La transparencia puede resultar obscena. El conocimiento público de una maniobra como la de Juan Carlos I desde su lujoso refugio en Abu Dabi para regularizar mediante el pago de 678.000 euros unos ingresos escandalosos obtenidos a través de tarjetas de crédito opacas, con el evidente objetivo de evitar una investigación por delito fiscal, ha convertido en precarias las justificaciones de la actitud del rey emérito. Le ha ocurrido a Pablo Casado (“Los asuntos que haya hecho de forma privada entran dentro de otro poder del Estado”), le ha ocurrido a Pedro Sánchez (“El rey no tiene ni más ni menos derechos y obligaciones”) y también a José Luis Ábalos (“La justicia es igual para todos”).
Los comentarios de esos líderes políticos, que representan a las formaciones mayoritarias, parecen proceder de otra galaxia, una galaxia que estaba aquí antes en el tiempo, en la que se encubría cualquier acción del rey y, como consecuencia, se daba por supuesto que la corrupción de la monarquía nunca saltaría a la esfera pública.
Pero aquí está, con toda la crudeza, ese exjefe del Estado rodeado de sospechas de haberse desempeñado en el cargo, aprovechando su estatuto de inviolabilidad, como un corrupto de alcance internacional. Y quedan en ridículo las justificaciones de políticos y periodistas que intentan mantener una ficción retórica de otra época.
Los medios de comunicación, que Jürgen Habermas describió antes de la explosión de la redes sociales en internet como el principal agente de producción de realidad pública, ya no pueden mantener hoy la barrera de protección de secretos que levantaron en otra época. No es casual, en ese sentido, que un medio como elDiario.es haya sacado a la luz esas tarjetas opacas del padre del rey que en tantos apuros han puesto el discurso de defensa de la institución monárquica.
“En España no está en peligro la monarquía”, ha asegurado el presidente del Gobierno. Pero sí que lo está. Sería más exacto afirmar que el líder socialista no considera conveniente o viable plantear una alternativa o que sería contraproducente abrir el debate de una reforma. Pero negar la crisis es seguir jugando en la esfera pública con las cartas de una época, la de la Transición, que asumió, sin duda a cambio de contrapartidas que lo justificaban, unas hipotecas franquistas cuyo camuflaje se ha ido deteriorando más y más.

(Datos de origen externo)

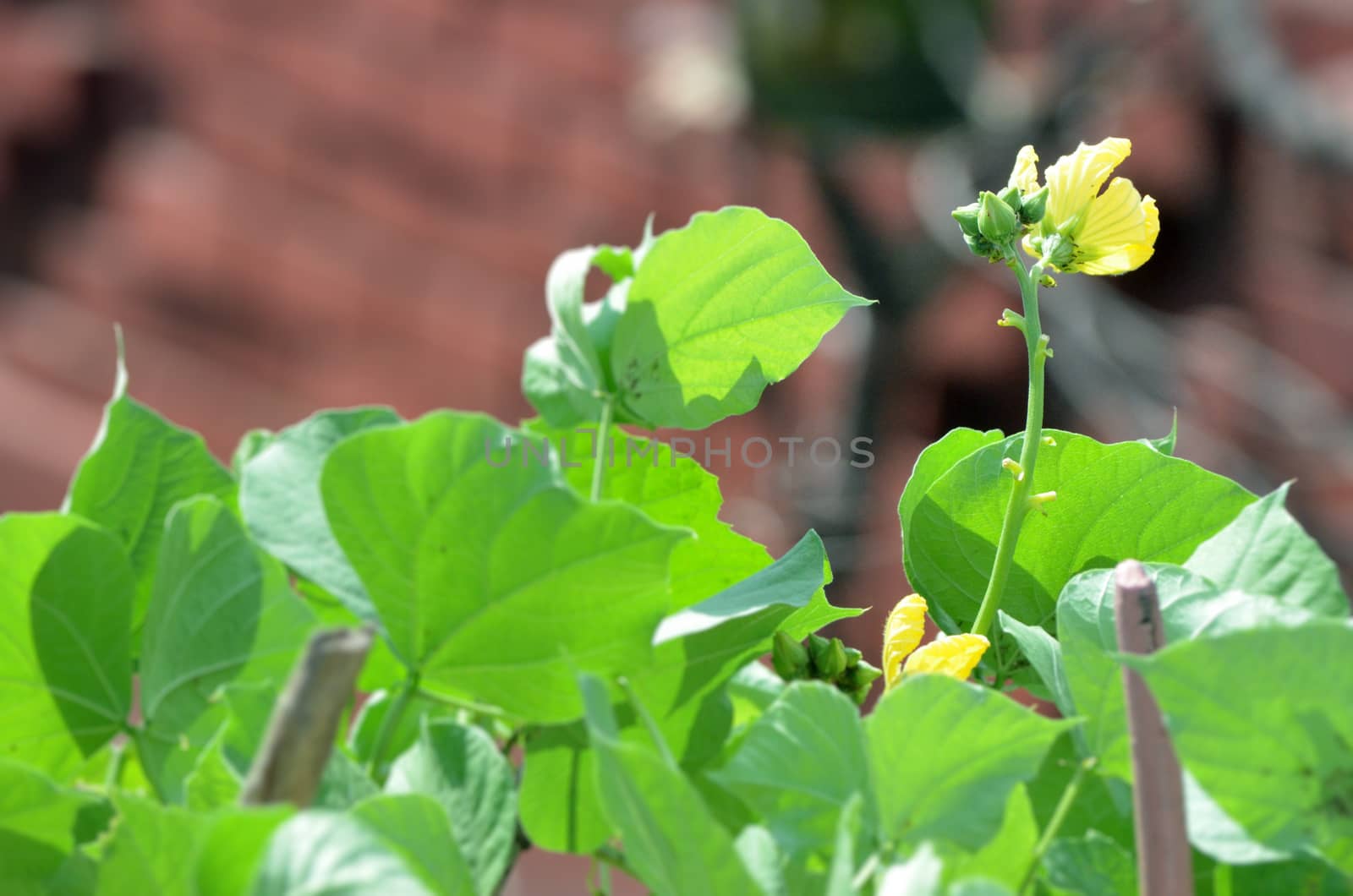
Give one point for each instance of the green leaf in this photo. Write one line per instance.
(149, 849)
(561, 807)
(670, 489)
(1265, 551)
(933, 463)
(1005, 857)
(1298, 719)
(918, 876)
(221, 612)
(281, 501)
(945, 757)
(419, 826)
(139, 467)
(37, 823)
(344, 783)
(563, 375)
(365, 729)
(701, 648)
(1103, 804)
(841, 873)
(65, 664)
(1045, 655)
(1093, 865)
(1190, 607)
(800, 765)
(464, 772)
(233, 846)
(331, 853)
(1113, 502)
(670, 837)
(717, 310)
(1165, 444)
(457, 553)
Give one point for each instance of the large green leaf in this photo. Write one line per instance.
(336, 855)
(717, 310)
(563, 374)
(149, 849)
(37, 824)
(65, 615)
(220, 605)
(1275, 749)
(221, 612)
(946, 756)
(1093, 865)
(671, 489)
(933, 463)
(494, 581)
(700, 650)
(1191, 607)
(670, 837)
(1007, 855)
(1113, 502)
(281, 501)
(419, 826)
(232, 849)
(800, 765)
(463, 769)
(139, 467)
(1265, 551)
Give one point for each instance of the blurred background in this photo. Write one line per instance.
(302, 205)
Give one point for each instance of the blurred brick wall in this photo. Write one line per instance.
(304, 205)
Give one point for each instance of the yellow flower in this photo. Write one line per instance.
(954, 655)
(1096, 233)
(1026, 171)
(901, 634)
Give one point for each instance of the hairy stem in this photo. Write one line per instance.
(602, 444)
(392, 722)
(1054, 824)
(1018, 506)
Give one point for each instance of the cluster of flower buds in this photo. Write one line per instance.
(824, 659)
(991, 222)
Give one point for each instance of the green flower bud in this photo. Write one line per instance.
(996, 221)
(788, 657)
(967, 218)
(1034, 206)
(831, 662)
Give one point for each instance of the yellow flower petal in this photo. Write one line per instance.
(1073, 180)
(954, 655)
(1114, 220)
(901, 634)
(1026, 171)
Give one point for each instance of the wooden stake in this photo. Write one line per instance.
(304, 722)
(1164, 865)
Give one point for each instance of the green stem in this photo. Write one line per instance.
(1018, 506)
(392, 722)
(1054, 824)
(479, 708)
(602, 443)
(649, 724)
(608, 855)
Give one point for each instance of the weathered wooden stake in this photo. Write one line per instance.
(1164, 866)
(302, 729)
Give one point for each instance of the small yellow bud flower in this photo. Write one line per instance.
(954, 655)
(1026, 171)
(901, 634)
(1082, 229)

La monarquía y el ejército fueron las más importantes de esas herencias franquistas. Y la jugada dio resultado porque el rey sirvió para neutralizar la amenaza militar cuando hizo falta. El problema es que ahora sabemos que una parte significativa de quienes han dirigido estos años las Fuerzas Armadas piensan que todavía es posible encomendarse al rey para amenazar desde la extrema derecha la democracia. Y que el monarca de la Transición ha llevado hasta nuestros días un comportamiento deshonesto, al margen de la legalidad, típico de la actitud oligárquica de la élites de la dictadura.
Felipe VI se ve emplazado a responder a un doble problema, el de los escándalos que protagoniza su antecesor y el de la toxicidad que le deparan los ultras que tratan de instrumentalizarlo como referencia de unas pulsiones involucionistas nada disimuladas. Por cierto, las cartas al monarca y las conversaciones de whatsapp de oficiales retirados también comprometen al ejército en la medida en que levantan la sospecha de que mandos en activo puedan compartir sus exaltaciones, aunque callen para evitar consecuencias disciplinarias.
Desprenderse de esas dos hipotecas exigiría unos desmarques enérgicos por parte del rey, y aun así solo servirían para despejar los enormes nubarrones que ahora mismo se ciernen sobre la monarquía, obligada a medio plazo a volver a tratar de ganarse su legitimidad. Cuando dentro de unos días Felipe VI pronuncie su tradicional discurso de Navidad, los dos problemas se estarán pudriendo en los armarios del sistema, degradando el marco institucional.